Characterization of New Members of the Steroid Receptor Super-Family

Abstract

SummaryWe have isolated and characterized new members of the steroid receptor super-family. The cDNA of one member, called TR2 receptor, was isolated from a human testis λgt11 cDNA library utilizing the homology of oligonucleotide probes to the DNA-binding domain common to members of the steroid receptor super-family. Expression of TR2 receptor cDNA produced a 52 kd DNA-binding protein that did not bind significantly to any known steroids. Based on Northern blot analysis, TR2 receptor mRNA is 2.5 kb in length and is relatively abundant in androgen-sensitive organs such as ventral prostate. Dot blot hybridization analysis showed that TR2 receptor mRNA levels increased after castration of rats.

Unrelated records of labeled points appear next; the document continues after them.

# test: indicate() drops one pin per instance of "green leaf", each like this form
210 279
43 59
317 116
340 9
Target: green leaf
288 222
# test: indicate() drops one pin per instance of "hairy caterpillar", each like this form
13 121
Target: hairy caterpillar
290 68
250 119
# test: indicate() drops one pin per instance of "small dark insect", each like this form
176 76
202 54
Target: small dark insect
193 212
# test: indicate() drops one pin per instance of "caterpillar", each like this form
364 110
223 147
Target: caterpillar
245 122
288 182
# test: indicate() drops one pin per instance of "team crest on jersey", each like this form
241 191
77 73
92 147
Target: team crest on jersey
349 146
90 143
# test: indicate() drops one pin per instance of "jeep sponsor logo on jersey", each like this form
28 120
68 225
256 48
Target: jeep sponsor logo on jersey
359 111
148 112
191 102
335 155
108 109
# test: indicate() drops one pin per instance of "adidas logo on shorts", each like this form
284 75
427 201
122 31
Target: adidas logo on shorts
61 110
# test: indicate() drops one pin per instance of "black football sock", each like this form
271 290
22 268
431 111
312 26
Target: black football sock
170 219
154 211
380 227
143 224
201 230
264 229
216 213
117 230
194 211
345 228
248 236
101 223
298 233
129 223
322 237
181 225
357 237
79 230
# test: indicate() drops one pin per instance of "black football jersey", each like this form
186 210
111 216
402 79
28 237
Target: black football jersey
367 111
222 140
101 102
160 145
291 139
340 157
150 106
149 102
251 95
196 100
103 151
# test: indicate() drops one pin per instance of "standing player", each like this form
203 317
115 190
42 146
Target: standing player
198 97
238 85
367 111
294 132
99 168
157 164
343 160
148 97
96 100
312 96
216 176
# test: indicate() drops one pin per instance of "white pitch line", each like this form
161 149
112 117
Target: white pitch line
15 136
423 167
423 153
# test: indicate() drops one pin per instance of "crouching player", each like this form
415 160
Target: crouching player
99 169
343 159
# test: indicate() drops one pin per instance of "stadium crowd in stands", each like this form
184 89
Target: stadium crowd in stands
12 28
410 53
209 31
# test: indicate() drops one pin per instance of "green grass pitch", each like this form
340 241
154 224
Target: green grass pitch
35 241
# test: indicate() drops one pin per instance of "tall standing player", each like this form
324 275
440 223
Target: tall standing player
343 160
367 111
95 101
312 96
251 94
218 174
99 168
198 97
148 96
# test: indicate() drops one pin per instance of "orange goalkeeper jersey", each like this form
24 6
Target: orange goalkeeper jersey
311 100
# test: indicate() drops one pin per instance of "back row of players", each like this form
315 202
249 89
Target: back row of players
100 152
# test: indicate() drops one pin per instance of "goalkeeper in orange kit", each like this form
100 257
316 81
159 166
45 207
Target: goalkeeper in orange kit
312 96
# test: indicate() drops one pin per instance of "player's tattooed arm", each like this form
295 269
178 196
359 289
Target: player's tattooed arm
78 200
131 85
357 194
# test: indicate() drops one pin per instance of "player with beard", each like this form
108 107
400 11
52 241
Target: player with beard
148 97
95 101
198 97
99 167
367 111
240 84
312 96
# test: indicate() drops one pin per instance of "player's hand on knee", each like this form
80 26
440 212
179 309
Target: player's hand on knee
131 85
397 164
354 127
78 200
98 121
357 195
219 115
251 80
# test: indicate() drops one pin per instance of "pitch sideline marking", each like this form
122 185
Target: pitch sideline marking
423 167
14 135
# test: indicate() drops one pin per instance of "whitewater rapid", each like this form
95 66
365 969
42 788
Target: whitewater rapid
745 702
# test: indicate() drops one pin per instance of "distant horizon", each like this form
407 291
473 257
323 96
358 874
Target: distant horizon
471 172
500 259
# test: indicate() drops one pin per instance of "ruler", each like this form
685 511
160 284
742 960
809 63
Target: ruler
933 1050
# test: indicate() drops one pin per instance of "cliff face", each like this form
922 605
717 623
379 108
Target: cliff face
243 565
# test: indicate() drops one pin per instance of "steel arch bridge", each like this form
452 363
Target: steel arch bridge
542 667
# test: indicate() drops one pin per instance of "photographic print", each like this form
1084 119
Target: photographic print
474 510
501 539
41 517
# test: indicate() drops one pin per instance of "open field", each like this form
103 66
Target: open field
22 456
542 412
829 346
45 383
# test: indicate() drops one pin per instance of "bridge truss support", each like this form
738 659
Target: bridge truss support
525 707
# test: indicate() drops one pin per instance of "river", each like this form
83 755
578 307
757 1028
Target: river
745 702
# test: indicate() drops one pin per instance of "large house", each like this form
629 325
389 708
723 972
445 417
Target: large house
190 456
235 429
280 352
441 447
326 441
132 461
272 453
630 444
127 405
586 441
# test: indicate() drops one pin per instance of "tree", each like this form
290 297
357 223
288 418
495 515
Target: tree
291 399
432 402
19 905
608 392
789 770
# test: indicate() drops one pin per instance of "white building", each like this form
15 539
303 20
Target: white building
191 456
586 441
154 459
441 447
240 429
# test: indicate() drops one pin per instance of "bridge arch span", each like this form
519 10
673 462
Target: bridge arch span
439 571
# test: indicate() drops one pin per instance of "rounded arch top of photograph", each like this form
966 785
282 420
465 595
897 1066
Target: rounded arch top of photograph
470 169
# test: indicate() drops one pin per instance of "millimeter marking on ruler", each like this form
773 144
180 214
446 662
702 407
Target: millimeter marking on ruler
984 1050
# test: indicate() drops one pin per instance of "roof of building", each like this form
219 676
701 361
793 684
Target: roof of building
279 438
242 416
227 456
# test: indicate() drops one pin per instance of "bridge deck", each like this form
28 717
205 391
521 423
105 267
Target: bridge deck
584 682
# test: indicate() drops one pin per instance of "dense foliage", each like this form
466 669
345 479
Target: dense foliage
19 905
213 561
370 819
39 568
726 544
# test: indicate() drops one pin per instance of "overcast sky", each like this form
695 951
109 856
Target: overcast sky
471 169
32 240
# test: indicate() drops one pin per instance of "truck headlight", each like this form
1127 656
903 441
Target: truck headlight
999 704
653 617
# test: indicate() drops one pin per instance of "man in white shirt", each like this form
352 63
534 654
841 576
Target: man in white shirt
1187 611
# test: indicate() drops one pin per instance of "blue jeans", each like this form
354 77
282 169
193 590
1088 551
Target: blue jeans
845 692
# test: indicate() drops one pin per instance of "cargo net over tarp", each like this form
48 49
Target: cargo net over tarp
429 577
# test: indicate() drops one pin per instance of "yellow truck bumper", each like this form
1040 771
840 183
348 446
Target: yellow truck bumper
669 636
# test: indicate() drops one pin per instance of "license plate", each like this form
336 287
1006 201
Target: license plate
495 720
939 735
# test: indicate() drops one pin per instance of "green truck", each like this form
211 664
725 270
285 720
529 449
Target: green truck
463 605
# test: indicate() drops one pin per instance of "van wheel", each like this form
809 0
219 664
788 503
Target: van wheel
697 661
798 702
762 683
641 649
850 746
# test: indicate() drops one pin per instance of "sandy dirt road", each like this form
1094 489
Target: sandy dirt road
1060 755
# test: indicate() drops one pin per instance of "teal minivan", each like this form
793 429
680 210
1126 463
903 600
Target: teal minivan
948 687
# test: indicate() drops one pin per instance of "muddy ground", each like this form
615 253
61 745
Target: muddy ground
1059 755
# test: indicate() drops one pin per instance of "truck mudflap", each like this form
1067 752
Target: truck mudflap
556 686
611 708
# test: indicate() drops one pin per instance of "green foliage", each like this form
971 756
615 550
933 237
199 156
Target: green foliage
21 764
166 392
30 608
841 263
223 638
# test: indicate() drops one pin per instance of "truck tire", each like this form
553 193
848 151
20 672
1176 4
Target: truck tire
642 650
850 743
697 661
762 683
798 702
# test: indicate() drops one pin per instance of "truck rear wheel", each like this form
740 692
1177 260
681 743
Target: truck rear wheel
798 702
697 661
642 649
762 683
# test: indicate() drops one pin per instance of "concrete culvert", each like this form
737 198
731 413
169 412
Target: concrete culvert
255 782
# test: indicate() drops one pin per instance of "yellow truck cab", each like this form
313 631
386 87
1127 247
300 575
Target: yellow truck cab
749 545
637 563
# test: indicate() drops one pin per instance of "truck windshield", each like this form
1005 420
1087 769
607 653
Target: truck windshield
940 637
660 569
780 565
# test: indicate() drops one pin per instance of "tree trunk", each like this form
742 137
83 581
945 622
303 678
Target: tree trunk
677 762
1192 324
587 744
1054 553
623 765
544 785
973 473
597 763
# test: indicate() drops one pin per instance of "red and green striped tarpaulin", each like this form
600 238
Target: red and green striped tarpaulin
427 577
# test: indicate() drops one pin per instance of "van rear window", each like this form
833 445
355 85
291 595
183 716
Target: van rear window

The increase was reversed by 5α-dihydrotestosterone injection, suggesting that the levels of TR2 receptor mRNA are negatively controlled by androgen in the rat ventral prostate. The cDNA of another member, called TR3 receptor was isolated from a human prostate λgt11 cDNA library. Nucleotide sequences showed that TR3 receptor may be closely related to NUR/77, the cDNA for which was isolated from a mouse fibroblast λgt10 cDNA library as one in a set of genes whose expression is rapidly activated by serum growth factors. Sequence analysis showed that NUR/77 cDNA contained two regions of sequence homology which correspond to the DNA- and hormone-binding domains of the steroid receptor super-family. Expression of NUR/ 77 mRNA yielded two detectable proteins with molecular weights of 64 kd and 58 kd.